En cuanto a lo que él (s.a.s.)
dijo acerca del asunto de la pobreza, " a quien oculta
llega a ser de su gente", es decir, estos estarán entre
los sabiqûn (los adelantados entre los musulmanes en
el Yanna), incrementando Allah en ellos sus luces y
secretos, que son la dulzura del trato (halâwa
al-mu’âmala) y el conocimiento (ma’rifa).
ADZ-DZIKR
Es un
término referido al recuerdo de la lengua, y es un pilar
fuerte dentro del camino espiritual, y es la proclamación de
la Wilâya. Quien es infundido con el dzikr le es otorgado
esta proclama, y a quien le es arrebatado el dzikr es que ha
sido aislado. El dzikr de la generalidad de los musulmanes
es aquel que se hace con la lengua, el dzikr de la 'Elite es
el que se hace con el corazón, y el de la Élite de la Élite
es el que se hace con el Espíritu y el Secreto, y este es el
testimonio de la Visión cara a cara, y entonces recuerda a
Allah en toda cosa, es decir conoce a Allah en ellas, y aquí
la lengua enmudece y permanece como el aturdido en el estado
de la Visión cara a cara.
Y dijo al-Wâsitî
aludiendo a este estado: "Aquellos que recuerdan a Allah
refuerzan su indiferencia hacia las gentes debido a su
dzikr, porque en su recuerdo no hay otro que El.
AL-WAQT
Este término lo aplican a
aquellos estados por los que atraviesa el 'abd ya sea en
cuanto a contracción, dilatación, tristeza, o alegría.

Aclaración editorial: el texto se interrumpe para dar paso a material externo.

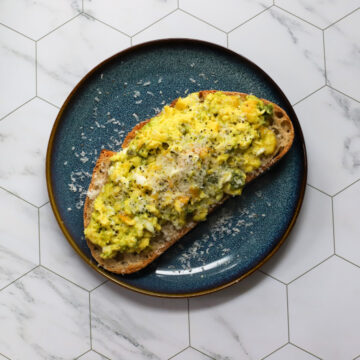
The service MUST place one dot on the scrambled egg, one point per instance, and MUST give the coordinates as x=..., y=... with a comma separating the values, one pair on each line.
x=178, y=166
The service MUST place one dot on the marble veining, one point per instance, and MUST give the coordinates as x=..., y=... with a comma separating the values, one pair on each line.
x=342, y=51
x=36, y=18
x=297, y=43
x=217, y=13
x=17, y=66
x=66, y=55
x=332, y=120
x=38, y=310
x=57, y=254
x=25, y=135
x=127, y=16
x=18, y=245
x=320, y=13
x=122, y=320
x=249, y=318
x=45, y=316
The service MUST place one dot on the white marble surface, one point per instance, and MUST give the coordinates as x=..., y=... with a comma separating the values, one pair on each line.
x=63, y=259
x=24, y=134
x=66, y=55
x=137, y=327
x=250, y=319
x=277, y=41
x=217, y=12
x=320, y=13
x=302, y=305
x=19, y=246
x=41, y=316
x=180, y=24
x=331, y=126
x=342, y=51
x=37, y=18
x=290, y=352
x=17, y=70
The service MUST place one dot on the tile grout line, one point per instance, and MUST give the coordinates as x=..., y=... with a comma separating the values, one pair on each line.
x=333, y=223
x=201, y=352
x=274, y=351
x=288, y=311
x=345, y=188
x=145, y=28
x=246, y=21
x=19, y=197
x=47, y=101
x=12, y=111
x=90, y=325
x=58, y=27
x=39, y=236
x=178, y=353
x=347, y=260
x=79, y=356
x=104, y=282
x=300, y=348
x=271, y=276
x=323, y=192
x=298, y=17
x=314, y=267
x=5, y=356
x=204, y=21
x=64, y=278
x=106, y=24
x=324, y=51
x=345, y=16
x=342, y=93
x=36, y=68
x=101, y=354
x=18, y=278
x=18, y=32
x=188, y=308
x=307, y=96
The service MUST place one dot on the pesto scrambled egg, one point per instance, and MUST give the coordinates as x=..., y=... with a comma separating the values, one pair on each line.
x=180, y=164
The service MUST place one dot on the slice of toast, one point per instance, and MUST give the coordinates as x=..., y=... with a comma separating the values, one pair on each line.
x=127, y=263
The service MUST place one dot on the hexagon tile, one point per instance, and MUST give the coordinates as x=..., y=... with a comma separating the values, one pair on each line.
x=190, y=28
x=347, y=225
x=288, y=49
x=57, y=254
x=330, y=122
x=39, y=17
x=217, y=12
x=343, y=55
x=17, y=70
x=245, y=321
x=290, y=352
x=19, y=244
x=129, y=16
x=319, y=13
x=137, y=327
x=92, y=355
x=324, y=310
x=67, y=54
x=43, y=317
x=24, y=134
x=191, y=354
x=310, y=242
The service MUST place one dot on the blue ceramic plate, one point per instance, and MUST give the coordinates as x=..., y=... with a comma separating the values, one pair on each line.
x=132, y=86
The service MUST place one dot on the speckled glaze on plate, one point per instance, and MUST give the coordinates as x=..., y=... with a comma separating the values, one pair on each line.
x=133, y=85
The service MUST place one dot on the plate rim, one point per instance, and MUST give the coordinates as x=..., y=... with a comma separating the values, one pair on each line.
x=50, y=149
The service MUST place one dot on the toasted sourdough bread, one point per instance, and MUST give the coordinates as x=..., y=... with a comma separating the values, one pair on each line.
x=128, y=263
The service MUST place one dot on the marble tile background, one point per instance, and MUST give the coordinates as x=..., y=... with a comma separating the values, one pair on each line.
x=302, y=305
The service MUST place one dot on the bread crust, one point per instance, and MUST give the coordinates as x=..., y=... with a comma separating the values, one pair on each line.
x=128, y=263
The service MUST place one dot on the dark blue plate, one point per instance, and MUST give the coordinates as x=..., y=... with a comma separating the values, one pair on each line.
x=132, y=86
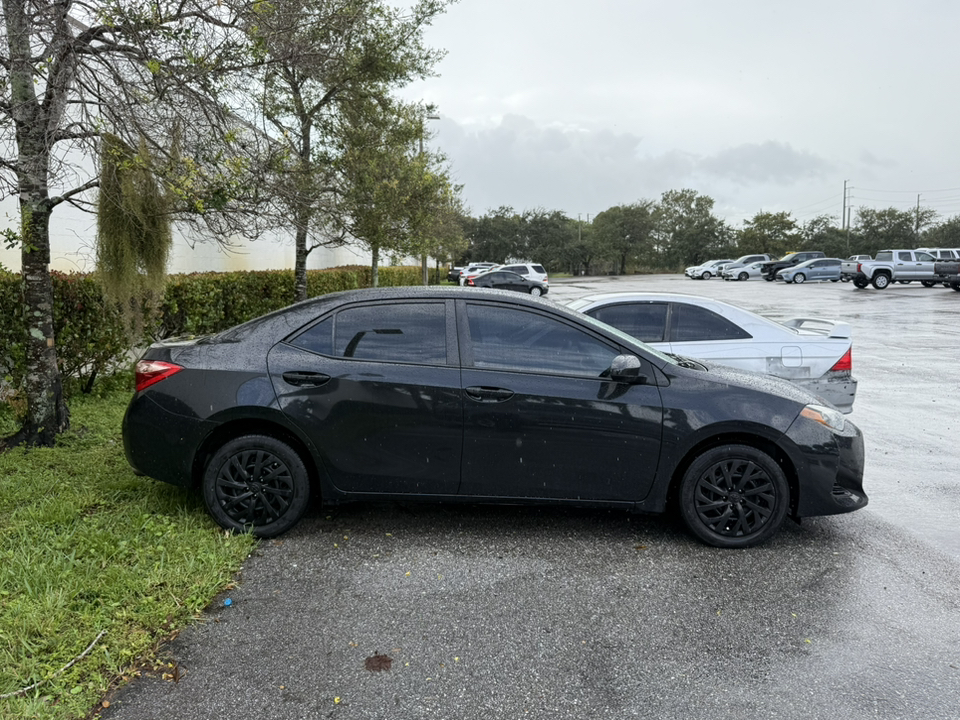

Dijo Abû 'Alî ad-Daqâq: "El waqt es lo que tu eres en hâl;
si tu estás en el dunya, tu "tiempo", o instante, es
terrenal, y si estás en el Ajira, tu "momento" es acorde con
esto". Lo que se quiere decir con "momento", o "tiempo", es
aquello que predomina en el hombre; se puede querer
significar también con ello el tiempo entre el pasado y el
futuro.
Se ha dicho: "El sufi es hijo
de su instante", queriendo decir con ello que se encuentra
ocupado con lo que le ha sido puesto al cuidado en el
instante, en el momento; no dispone ni en un futuro ni en un
pasado, sino que se ocupa de lo que tiene en el instante.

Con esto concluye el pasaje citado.